You can see Jefferson’s regular topics and conceits clearly here. A chapter on religion is mainly about the religious freedom he so assiduously (and successfully; he wrote the statute) championed in Virginia. On education, it reflect the inadequacy of both the physical and curricular structure of William & Mary, then the state’s only college; arguments no doubt in support of his quest to establish the University of Virginia at the base of his mountain. You see Jefferson the amateur scientist (and a fascinating digression into some amateur archaeology that he undertook on a Native American burial mound.

On manufacturing, his disdain for large scale production is clear (despite the fact that very nearly his only profitable venture was a nail factory he built on his lands). It feels a little naive, to disdain creating finished goods here, beyond basic items, but it fits with his pastoral/agricultural republicanism. Like Socrates, he seems to think smaller polities are better.

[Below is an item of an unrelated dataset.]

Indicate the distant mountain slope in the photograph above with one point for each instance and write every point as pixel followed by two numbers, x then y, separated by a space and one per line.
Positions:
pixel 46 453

On race… the less said the better. He was at a point where his views were evolving and not for the better. He is open to the idea that the native peoples could achieve a cultural status close to whites, but that “generosity” only reminds the modern reader of the anti-black racism running through his brain.

Takeaway quote (from the religion section):

It is error alone which needs the support of government. Truth can stand by itself.

And you know what? In this day, his vigorous, anthropological critique of religious oppression may seem commonsensical today, in the eighteenth century it was far more daring and outre.

Doesn’t make up for the racism, though.